Ibu hanya terdiam, mendengar sindiran halus dari Pak Haji Hasan.
“Maksudnya Pak Haji, ke panti?” tanya Pak Han.
“Iya, ke panti sahabat lama saya yang pernah saya ceritakan ke Pak Han. Insyaallah di sana aman, karena tempatnya jauh dari keramaian,” terang Haji Hasan.
“Baik, Pak Haji. Saya tahu itu, Pak Haji. Nanti kita nyupirnya gantian. Kalau Pak Haji cape ngomong aja langsung ke saya,” kata Pak Han.
“Boleh, Pak Han. Tapi sekarang, Pak Han tidur saja dulu. Nanti kalau badan saya sudah merasa cape, saya akan bangunkan Pak Han,” jawab Haji Hasan.
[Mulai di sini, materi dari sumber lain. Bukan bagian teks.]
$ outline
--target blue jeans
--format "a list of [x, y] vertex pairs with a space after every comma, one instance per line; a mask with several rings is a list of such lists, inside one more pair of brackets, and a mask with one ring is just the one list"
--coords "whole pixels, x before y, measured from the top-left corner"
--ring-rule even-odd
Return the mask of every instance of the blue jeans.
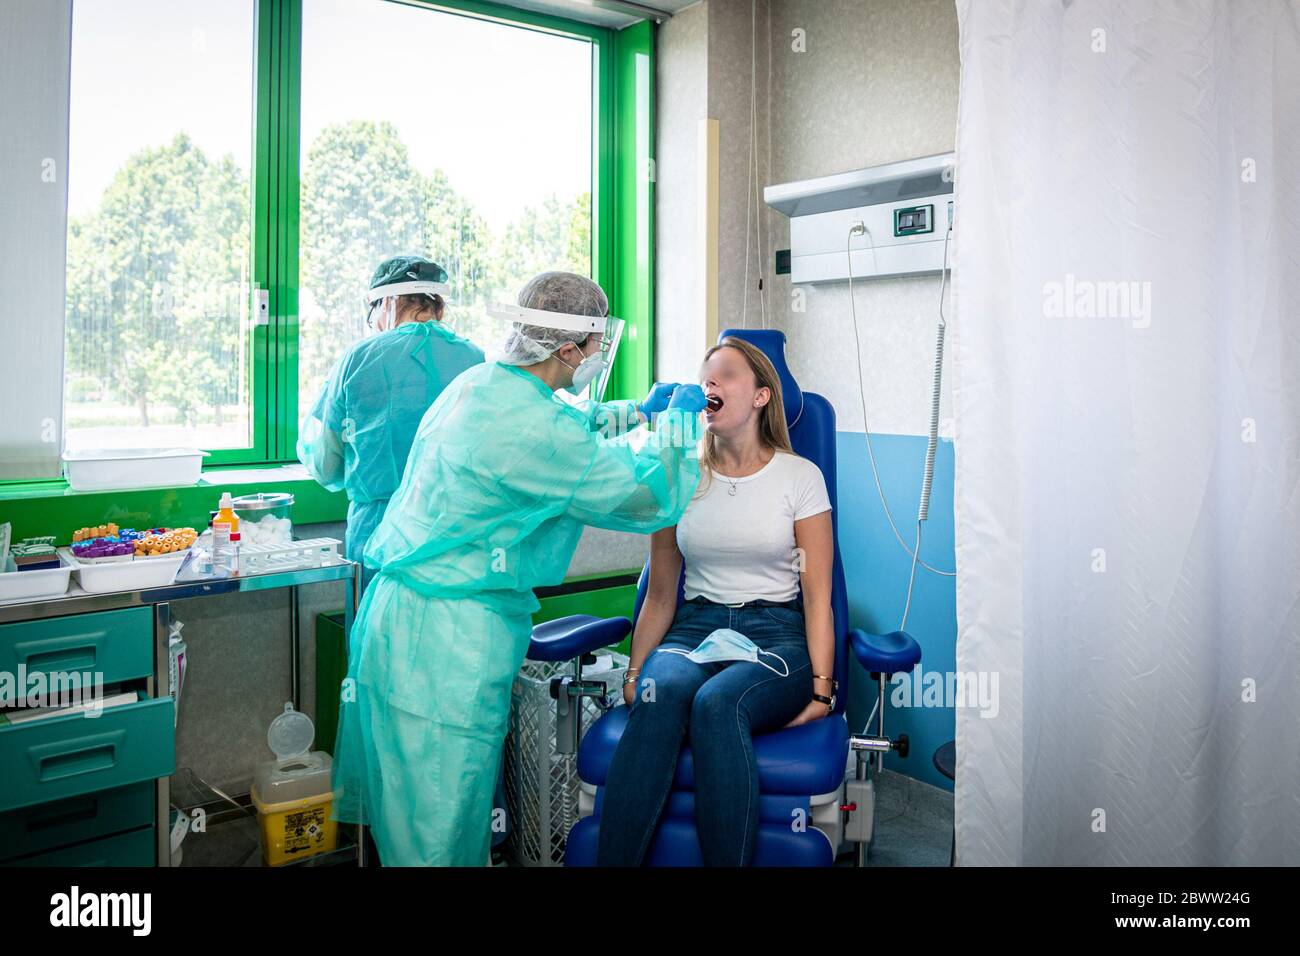
[[[769, 655], [697, 664], [667, 648], [694, 650], [718, 628], [744, 634]], [[812, 700], [803, 613], [786, 605], [687, 602], [646, 659], [627, 728], [614, 752], [600, 811], [598, 866], [639, 866], [672, 789], [689, 733], [695, 762], [695, 823], [706, 866], [748, 866], [758, 836], [758, 764], [751, 734], [784, 726]]]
“Siap, Pak Haji,” kata Pak Han.
Setelah itu, Pak Han dan keluarga pun tertidur di dalam mobil, sedangkan Haji Hasan masih terus mengendarai mobilnya. Sambil mengamati wajah Ibu dari kaca spion tengah, Haji Hasan kemudian berkata, “Kalau mau anaknya berhasil, orang tua itu harus selalu berada di sampingnya.” “Iya, Pak Haji. Tapi saya butuh uang untuk biaya sekolah anak saya,” kata ibuku.
“Kamu datang ke Jakarta untuk mencari uang atau mencari suamimu?” tanya Haji Hasan.
“Dua-duanya, Pak Haji,” jawab ibuku.
“Kenapa kamu gak sekalian bawa anakmu ke Jakarta?” tanya Haji Hasan lagi.
“Jakarta bukan tempat yang cocok untuk anakku,” jawab Ibu.
“Tapi cara yang baik untuk mendidik seorang anak adalah kita harus selalu ada di sampingnya,” kata Haji Hasan.
“Saya bingung, Pak Haji,” jawab Ibu.
“Kalau mau memperjuangkan sesuatu, perjuangkanlah yang paling kamu harapkan dalam hidup,” jawab Haji Hasan.
“Saya bingung, Pak Haji,”jawab Ibu kembali.
“Sudahlah, kalau begitu kamu tidur saja. Hidup itu sebenarnya simple. Pikirkan saja apa yang ada di depanmu, dan batasi keinginan untuk fokus hanya pada satu tujuan. Karena orang tua yang berhasil adalah mereka yang sanggup menciptakan generasi yang lebih hebat dari dirinya Bersyukur, Sari, kamu masih punya banyak waktu untuk anakmu,” kata Haji Hasan.
“Terima kasih, Pak Haji,” jawab Ibu.
“Untuk apa?” tanya Haji Hasan.
“Karena sudah mengingatkan saya untuk kembali ke anak saya,” jawab Ibu.
***
Lalu, ibuku bersandar untuk memejamkan kedua matanya yang sudah tampak sangat letih. Begitulah cerita yang disampaikan oleh ibuku, yang menjadi dasar keputusannya untuk tetap bersamaku di panti, membantu Opa dan Oma mengurusi anak-anak di panti.
“Terima kasih, Ibu, sudah mau kembali bersamaku,” kataku.